Wikileaks olayları, Arap Baharı ve Türkiye‟de yaşanan Gezi Parkı Olaylarında görüldüğü gibi çok sayıda sosyal krizde sosyal medyanın gündem belirleme gücünün yanında, bireyler üzerinde yönlendirici etkisi net olarak görülmüştür. Sosyal medya vasıtasıyla yöneticiler paydaşların, takipçilerinin kriz mesajlarına nasıl tepki verdiklerini belirleyebilir ve böylece etkili bir kriz yönetim sürecini inşa edebilirler. Bu kapsamda sosyal medya ve kriz yönetimi arasındaki

(18)

genel ilişkiye dayalı olarak Türkiye‟de son yıllarda ortaya çıkan tarihi önemdeki olayların bu temelde ele alınması önem arz etmektedir.

Yöneticilerin sosyal medya platformlarında iletişim araçlarını kullanarak kriz yönetim becerilerinin nicel ve nitel yöntemlerle ele alındığı bu çalışmada 15 Temmuz, Ankara Garı patlaması, Afrin harekâtı olaylarına ilişkin cumhurbaşkanı, başbakan, içişleri bakanı, Ankara valisi ve Ankara büyükşehir belediye başkanın Tweetter‟da paylaştığı mesajlar analiz edilmiştir.
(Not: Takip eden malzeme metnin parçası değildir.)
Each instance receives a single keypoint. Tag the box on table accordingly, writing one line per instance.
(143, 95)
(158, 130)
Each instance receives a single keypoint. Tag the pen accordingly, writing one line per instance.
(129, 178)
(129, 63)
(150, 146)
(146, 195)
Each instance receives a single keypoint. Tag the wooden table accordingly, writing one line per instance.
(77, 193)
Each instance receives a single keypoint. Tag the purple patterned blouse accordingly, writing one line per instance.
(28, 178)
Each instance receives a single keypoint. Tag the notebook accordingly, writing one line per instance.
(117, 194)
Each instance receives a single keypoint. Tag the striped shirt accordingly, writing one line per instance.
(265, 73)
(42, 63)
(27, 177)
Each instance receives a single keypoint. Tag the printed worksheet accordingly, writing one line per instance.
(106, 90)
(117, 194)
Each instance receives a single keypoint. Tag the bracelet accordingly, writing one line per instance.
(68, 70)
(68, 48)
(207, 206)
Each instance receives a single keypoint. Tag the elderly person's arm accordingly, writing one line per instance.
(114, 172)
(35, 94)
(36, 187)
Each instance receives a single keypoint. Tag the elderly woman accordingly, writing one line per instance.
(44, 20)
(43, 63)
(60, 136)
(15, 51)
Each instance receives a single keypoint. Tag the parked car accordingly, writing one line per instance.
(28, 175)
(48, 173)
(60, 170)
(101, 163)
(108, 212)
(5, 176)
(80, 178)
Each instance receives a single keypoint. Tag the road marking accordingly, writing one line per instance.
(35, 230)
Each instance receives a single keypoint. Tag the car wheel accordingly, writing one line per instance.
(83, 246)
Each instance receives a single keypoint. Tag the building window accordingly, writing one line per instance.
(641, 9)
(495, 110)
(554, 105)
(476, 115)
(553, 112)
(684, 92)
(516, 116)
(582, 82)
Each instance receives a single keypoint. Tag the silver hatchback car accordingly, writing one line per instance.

Bu çalışma kapsamında 10 Ekim 2015‟te Ankara Tren Garı önünde yaşanan patlama olayı, 15 Temmuz 2016 darbe girişimi ve Afrin harekâtında kamu yöneticilerinin kriz yönetim sürecinde Twitter kullanım durumlarını ortaya koymayı amaçlamaktadır. Araştırma, kamu yöneticilerinin ve siyasi liderlerin kriz yönetim sürecinde sosyal medyayı kullanım yoğunluklarını ortaya koymak ve bunun etkilerini tespit etmek açısından önem taşımaktadır.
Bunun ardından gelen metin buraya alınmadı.